Seres da Natureza

Brasília, dia 30 de março. Brasília é concreto e é cerrado. Eis o paradoxo do planalto central. No centro a moderna civilização. No entorno a vida primitiva dos seres da natureza. E a harmonia se equilibra em pontas de cristais submersos.   

Longe na Memória

Brasília, dia 29 de março.

De Passagem

Brasília, dia 27 de março. Aterrissou no Plano Piloto da capital às 11 horas. Bom dia, muita chuva, e por lá, calor abafado, sabe como é, blá, blá, blá, negócio fechado. Às 4 da tarde esperava a chuva passar olhando o Museu Nacional pela janela. Cinza, vento, relâmpagos, trovões. Acabou a luz, acabou o telefone. Mas esse temporal passa hoje? Pingos. Pingos. Pingos. Parou a chuva. Corre e pega um lugar na Asa Sul. A cidade decola e leva o visitante embora.

Dor da Noite

Brasília, dia 25 de março. E ela se agarra na gente como se a gente fosse o alimento necessário a sua sobrevivência nessa cidade. E ela cerca a gente. E ela apaga as luzes dos postes, abafa os sons da rua e derrama um temporal de repente. E a gente se encolhe, se assusta, olha pros lados desconfiado, anda rápido. Mas finalmente a gente sente o abraço desesperado da noite como fazem aqueles vampiros que não controlam sua pulsão pelo sangue dos outros.

Entremundos

Brasília, dia 24 de março. Depois de um tempo nesta cidade, correndo por suas veias, escondendo-se nos seus breus, molhando-se na sua chuva, a cidade entra na gente e a gente entra na cidade, e não tem mais jeito de se desvencilhar.

Notívago

Brasília, dia 22 de março. Profissão: escritor. Identidade: desconhecida. Peso e altura: duas roupas e um guarda-chuva. Timbre de voz: não se ouviu. Quando na rua, ele se encolhe na imaginação. 

Sobre o Dilúvio

Brasília, dia 17 de março. Foi anunciado. Prédios implodiram. A cidade ficou horizontal. A água não corre nem para um lado nem para o outro, equilibra-se no planalto central. E a cidade escorre por cima da água.

O circo não chegou

Brasília, dia 12 de março. Malabares, monociclos e chamas circulam pelos principais semáforos da cidade. Diziam que os palhaços tomariam as ruas, que os circos chegariam. Mas palhaços não riem. E a cidade ficou iluminada e triste.

Beatriz

Brasília, dia 9 de março. Beatriz sonhou que atravessou a rua na frente daquele carro. Mas ela não conseguia enxergar quem estava dentro. E ficava angustiada. No sonho ela parava no meio da faixa de pedestre e encarava o parabrisa, a visão ofuscada pelos faróis. Mas no dia seguinte, quando ela voltava pra casa e, assustada, percebeu o fato se repetir, não teve coragem de olhar o carro. Sentia que a olhavam.

Litoral

Brasília, dia 8 de março. Toda vez que o mar vem é isso. Crescem coqueiros em segundos. Paira o sol poente sem se pôr. Brasiliários correm na mesma direção. Até que pára a brisa, some a maresia. Volta o cerrado.

Fugir da cidade

Brasília, dia 6 de março. Os prédios implodem. Desta vez sem aviso.  A cidade será varrida de novo. Brasiliária foge da transformação em pressa disfarçada.

Sinal Fechado

Brasília, dia 4 de março. Um irá atravessar a rua. O outro não. Um irá olhar para trás. O outro não. Um irá se molhar na chuva. O outro não.

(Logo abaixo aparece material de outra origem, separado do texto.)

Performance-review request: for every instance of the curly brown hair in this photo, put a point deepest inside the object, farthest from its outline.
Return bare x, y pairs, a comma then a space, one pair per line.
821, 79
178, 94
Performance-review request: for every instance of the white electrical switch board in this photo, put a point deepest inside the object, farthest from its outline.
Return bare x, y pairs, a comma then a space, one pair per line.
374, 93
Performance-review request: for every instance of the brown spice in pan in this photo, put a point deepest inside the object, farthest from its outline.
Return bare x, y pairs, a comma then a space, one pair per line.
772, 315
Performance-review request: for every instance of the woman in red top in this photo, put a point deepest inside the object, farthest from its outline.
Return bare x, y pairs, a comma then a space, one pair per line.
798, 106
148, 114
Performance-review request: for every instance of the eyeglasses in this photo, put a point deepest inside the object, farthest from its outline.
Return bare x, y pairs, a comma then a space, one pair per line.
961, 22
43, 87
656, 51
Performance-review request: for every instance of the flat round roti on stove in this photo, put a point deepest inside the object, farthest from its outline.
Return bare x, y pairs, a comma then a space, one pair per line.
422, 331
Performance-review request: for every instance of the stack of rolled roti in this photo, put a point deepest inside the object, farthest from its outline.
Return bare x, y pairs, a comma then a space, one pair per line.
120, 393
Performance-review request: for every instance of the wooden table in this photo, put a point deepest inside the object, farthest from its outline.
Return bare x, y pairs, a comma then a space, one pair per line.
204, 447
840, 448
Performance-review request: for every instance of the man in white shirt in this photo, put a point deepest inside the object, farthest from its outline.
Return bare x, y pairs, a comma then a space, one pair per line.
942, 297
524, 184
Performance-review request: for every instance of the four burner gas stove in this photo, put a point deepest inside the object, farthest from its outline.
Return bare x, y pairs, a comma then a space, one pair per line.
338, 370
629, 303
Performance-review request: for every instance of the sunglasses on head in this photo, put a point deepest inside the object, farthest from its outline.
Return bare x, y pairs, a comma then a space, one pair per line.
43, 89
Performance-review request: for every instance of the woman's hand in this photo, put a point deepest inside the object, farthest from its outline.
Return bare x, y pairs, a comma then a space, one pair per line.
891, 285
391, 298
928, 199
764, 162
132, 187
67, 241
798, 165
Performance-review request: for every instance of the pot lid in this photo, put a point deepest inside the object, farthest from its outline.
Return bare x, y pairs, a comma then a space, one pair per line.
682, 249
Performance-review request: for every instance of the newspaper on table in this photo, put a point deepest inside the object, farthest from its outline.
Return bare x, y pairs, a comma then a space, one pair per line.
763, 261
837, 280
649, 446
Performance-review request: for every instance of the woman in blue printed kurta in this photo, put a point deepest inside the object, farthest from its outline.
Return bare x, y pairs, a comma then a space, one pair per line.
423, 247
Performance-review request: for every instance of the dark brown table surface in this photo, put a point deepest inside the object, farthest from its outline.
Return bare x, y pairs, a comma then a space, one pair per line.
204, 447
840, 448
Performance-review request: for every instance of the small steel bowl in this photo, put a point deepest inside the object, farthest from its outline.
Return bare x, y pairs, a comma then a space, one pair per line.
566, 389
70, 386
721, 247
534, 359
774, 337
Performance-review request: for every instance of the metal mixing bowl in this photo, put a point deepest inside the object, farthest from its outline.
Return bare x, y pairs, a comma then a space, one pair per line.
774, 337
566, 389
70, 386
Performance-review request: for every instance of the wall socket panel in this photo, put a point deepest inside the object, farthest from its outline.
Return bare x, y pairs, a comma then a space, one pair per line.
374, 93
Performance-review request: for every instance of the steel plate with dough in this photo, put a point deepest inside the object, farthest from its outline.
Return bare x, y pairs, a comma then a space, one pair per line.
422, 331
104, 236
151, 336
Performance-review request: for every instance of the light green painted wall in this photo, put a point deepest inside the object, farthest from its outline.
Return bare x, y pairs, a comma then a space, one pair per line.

Quando esqueço como foi o dia

Brasília, dia 3 de março. Souto pensou em correr. Brasas podiam cair. Mas qualquer abrigo ficava a duas longas pistas dali. A cidade é aberta. Souto andou devagar. O céu se acalmou.

Brasília 18h

Brasília, dia 1° de março. A cidade girou mais uma vez. Acontece sempre que grandes grupos de brasiliários pisam com mais força sobre a faixa de pedestre da Rodoviária. Ela fica em cima do Eixo Monumental.

Brasília em Movimento

Brasília, dia 25 de fevereiro. O mundo mexeu. A cidade segurou mais firme seus alicerces e lançou suas nuvens, como ondas, cobrindo um dia que deveria terminar mais cedo. O organismo vivo de Brasília se deslocou a sudoeste, com impaciência. Os cristais subterrâneos balançaram mas não saíram do lugar.